Read how Alec scored an ATAR of 98.3.
|HSC Subject||Assessment Mark||Examination Mark||HSC Mark|
|English Extension 1||46||47||47/50|
|English Extension 2||47||43||45/50|
Year 12 and the HSC experience was by far the greatest challenge I have ever faced. I entered 2014 with fresh optimism; I had a great Year 11 experience and achieved good results. I thought that I was prepared for the kinds of difficulties I would face amidst mounting workloads and challenging content. After my first term of Year 12, however, and a disappointing set of results, I felt as though I wasn’t ready for such a big leap. I realised that I had to make changes to my mindset, study routine, and approach towards assessments in order to gain stronger results.
I tried to tackle my assessments and workload head on by challenging my lazy and procrastinating tendencies. This was difficult at first – I would easily choose doing nothing over working on an essay. A bit of mental conviction, however, goes a long way, and I was able to motivate myself into completing the essays, study notes and maths exercises that I needed to be on top of.
Find the necessary motivation to spur you on. For me, it was my competitive streak, my desire to keep going and succeed. The idea of failing to achieve the results I wanted simply because I was a little too lazy seemed to work every single time.
Study groups are more effective than most people would think. I initially had doubts as to whether being in a study group would be able to help me pick up extra marks. Working in a group, though, allowed for a broader understanding of content, different perspectives on how to answer questions, and a more engaging and dynamic approach to studying and learning. I personally feel that working in study groups for each of my subjects, and especially for Maths and English, was what helped me achieve the HSC results that I was aiming for.
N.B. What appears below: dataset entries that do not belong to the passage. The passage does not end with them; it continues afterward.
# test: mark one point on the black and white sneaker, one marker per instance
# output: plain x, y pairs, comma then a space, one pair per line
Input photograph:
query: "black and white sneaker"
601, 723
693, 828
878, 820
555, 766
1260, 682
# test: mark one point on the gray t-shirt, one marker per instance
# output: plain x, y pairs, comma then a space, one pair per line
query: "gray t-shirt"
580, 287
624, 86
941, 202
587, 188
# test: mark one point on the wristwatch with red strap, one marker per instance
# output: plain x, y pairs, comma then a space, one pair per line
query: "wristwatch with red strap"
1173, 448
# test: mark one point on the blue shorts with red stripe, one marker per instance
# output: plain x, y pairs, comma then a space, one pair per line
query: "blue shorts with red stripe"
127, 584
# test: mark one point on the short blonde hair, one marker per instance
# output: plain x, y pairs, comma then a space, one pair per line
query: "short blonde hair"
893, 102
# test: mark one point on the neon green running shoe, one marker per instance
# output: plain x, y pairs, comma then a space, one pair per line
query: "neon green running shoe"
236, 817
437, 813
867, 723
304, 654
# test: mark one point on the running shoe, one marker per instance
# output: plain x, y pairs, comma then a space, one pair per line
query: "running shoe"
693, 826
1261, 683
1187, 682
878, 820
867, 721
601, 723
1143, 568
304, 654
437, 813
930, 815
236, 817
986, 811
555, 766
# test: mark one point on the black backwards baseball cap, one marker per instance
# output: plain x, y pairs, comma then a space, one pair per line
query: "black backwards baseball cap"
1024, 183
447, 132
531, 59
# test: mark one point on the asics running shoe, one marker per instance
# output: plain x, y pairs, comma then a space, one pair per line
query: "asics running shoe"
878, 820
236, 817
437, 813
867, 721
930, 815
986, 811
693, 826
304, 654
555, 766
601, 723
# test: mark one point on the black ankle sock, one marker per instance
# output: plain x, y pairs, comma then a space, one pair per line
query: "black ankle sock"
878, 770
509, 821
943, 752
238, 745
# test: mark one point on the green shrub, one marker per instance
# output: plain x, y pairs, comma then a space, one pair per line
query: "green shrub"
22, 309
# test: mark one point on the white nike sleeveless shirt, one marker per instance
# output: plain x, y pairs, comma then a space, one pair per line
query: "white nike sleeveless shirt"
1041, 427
Aim to start a study group that consists of hard-working students who are also aiming for great results.
First study the subjects that require the greatest effort, and work on the assessments that require the most time, making your way down your priority list. Try to evaluate what needs to be done now, within the week, and during the term. Set tangible and attainable goals – they are beneficial because they encourage improvement.
Make your goals specific, and work on setting them as soon as possible. On a typical day, I would complete any required Maths work, review English notes I had taken during the day, and write a few chapters of notes for my other subjects.
Most importantly, make sure you keep a calm head when organising your studies. Often you can feel overwhelmed at the amount of work that needs to be done, but the key is to remain relaxed and confident. Soon you’ll gratifyingly see your work start to disappear as you knock off each task that you’ve set yourself.